Though the excursion to Jaffna made for a memorable trip full of tasty meals and interesting people—including the Sinhalese soldiers who invited us to dine with them in their humble barracks–ironically, my quest for the real deal Jaffna cuisine leads me right back to where I started, Colombo. Being the commercial capital of Sri Lanka, as well as its most populous city, Colombo is as a natural magnet for people all over the island. It is no surprise then, that the island’s biggest Tamil population resides not in the north, but in the Colombo suburb of Wellawatte, where I’ve eaten great Jaffna cuisine in the past. One place that comes to mind is Katpaham, a restaurant on Galle Road to which I took Anthony Bourdain (but unfortunately it never made the final cut of No Reservations: Sri Lanka). Another great spot I go to for Jaffna food in Colombo is the Palmyrah restaurant at The Renuka Hotel, also on Galle Road.
This time, however, through the advice of my friend Arjuna, who accompanied me on the trip to Jaffna, we were going down to Fort, which is the area once occupied by the Dutch fort in colonial times. Today, this harborside locale is the site of Pettah market, a bustling center of commerce. The largely Tamil and Muslim merchants of Pettah need a place to dine, and when they want a cheap, fast, and tasty lunch, they usually frequent one of the many ‘boutique’s” that have sprung up around the area. Most of them, like the Mayur Hotel, are really hole-in-the-wall spots where the food is served on disposable (and, of course, bio-degradeable) banana leaves, without cutlery, and you sit where you fit—usually next to some guy who’s been hauling in a load of fish from the fish market or some other type of manual labor.

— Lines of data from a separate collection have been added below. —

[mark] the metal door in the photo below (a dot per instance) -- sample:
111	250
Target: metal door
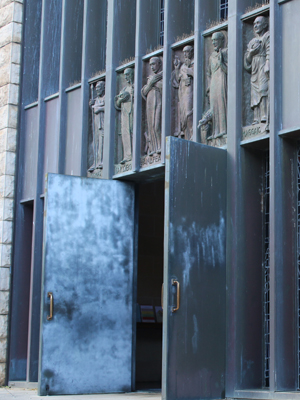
194	272
87	285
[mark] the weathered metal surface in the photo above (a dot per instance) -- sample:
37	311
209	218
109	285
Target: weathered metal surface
195	243
88	266
74	134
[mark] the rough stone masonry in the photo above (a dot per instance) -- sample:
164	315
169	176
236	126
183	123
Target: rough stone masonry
11	18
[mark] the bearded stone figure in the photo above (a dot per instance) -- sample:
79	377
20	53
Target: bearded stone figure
257	63
152	94
217	88
183	79
124	103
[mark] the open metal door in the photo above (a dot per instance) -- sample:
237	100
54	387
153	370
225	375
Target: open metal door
194	272
87	286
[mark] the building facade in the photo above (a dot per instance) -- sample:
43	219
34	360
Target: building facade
159	140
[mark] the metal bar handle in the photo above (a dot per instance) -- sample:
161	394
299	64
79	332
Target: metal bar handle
176	283
49	317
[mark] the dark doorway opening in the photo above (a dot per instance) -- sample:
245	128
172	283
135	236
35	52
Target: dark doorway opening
149	285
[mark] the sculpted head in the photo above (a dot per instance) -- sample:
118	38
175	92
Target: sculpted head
188	52
100	88
155	64
129	75
218	40
260	25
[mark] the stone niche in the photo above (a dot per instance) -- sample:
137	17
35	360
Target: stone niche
182	82
213	125
96	129
255	82
124	105
151	132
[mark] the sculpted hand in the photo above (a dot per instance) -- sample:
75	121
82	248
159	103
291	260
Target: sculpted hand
177	62
267	69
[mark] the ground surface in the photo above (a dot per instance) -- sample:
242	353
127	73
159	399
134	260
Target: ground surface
7	393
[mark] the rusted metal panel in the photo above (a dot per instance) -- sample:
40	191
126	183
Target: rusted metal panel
195	256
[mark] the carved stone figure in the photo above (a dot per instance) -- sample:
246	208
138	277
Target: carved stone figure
217	88
152	93
124	103
257	63
182	79
98	108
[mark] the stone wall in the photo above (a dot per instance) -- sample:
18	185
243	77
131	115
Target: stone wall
11	17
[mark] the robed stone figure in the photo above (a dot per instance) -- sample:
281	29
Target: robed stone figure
182	79
98	108
256	62
152	93
217	87
124	103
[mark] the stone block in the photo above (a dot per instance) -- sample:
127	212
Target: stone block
4	303
5	255
11	141
3	350
16	53
8	210
6	232
7	14
7	186
15	74
5	54
4	95
2	373
9	94
18	12
3	326
10	33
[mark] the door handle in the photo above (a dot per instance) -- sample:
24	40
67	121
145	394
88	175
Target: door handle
176	283
49	317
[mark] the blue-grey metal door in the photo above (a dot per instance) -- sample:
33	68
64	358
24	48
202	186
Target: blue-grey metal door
87	286
194	272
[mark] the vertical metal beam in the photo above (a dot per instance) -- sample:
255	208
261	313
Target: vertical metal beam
36	259
138	76
110	88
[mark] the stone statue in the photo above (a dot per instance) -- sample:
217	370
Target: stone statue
217	88
98	108
124	103
257	63
152	93
182	79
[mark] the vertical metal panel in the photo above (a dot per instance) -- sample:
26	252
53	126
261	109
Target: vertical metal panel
51	45
290	80
20	296
31	51
282	260
30	153
93	62
195	255
88	266
73	136
244	357
51	137
120	45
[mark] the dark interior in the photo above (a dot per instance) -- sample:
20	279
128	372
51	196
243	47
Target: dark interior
149	283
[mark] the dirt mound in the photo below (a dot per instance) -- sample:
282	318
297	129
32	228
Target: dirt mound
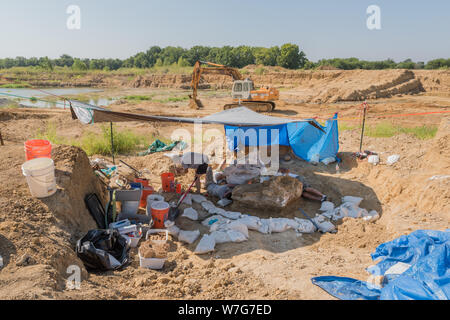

No, this place in which you’d be hard pressed to get even a napkin, would never receive even one star in the Michelin guide. Yet it serves honest and authentic Jaffna cuisine in a setting to match. It’s off the beaten path, of course, and the experience of winding down back alleys to find the place and to finally sit down and eat with your fingers off banana leaves is as priceless as the food. The heat factor may not be up to par with my standards, but I’m finding out that I must have built up an immunity to chilies at this point. I only find that the food I make for myself can satisfy my hunger for the burning pain that accompanies good eating. Where authentic Jaffna food is concerned, I’ll bet it’s the same proposition. You’re not going to find the real deal Jaffna cuisine in any restaurant, but in someone’s house. And I’m officially accepting invitations.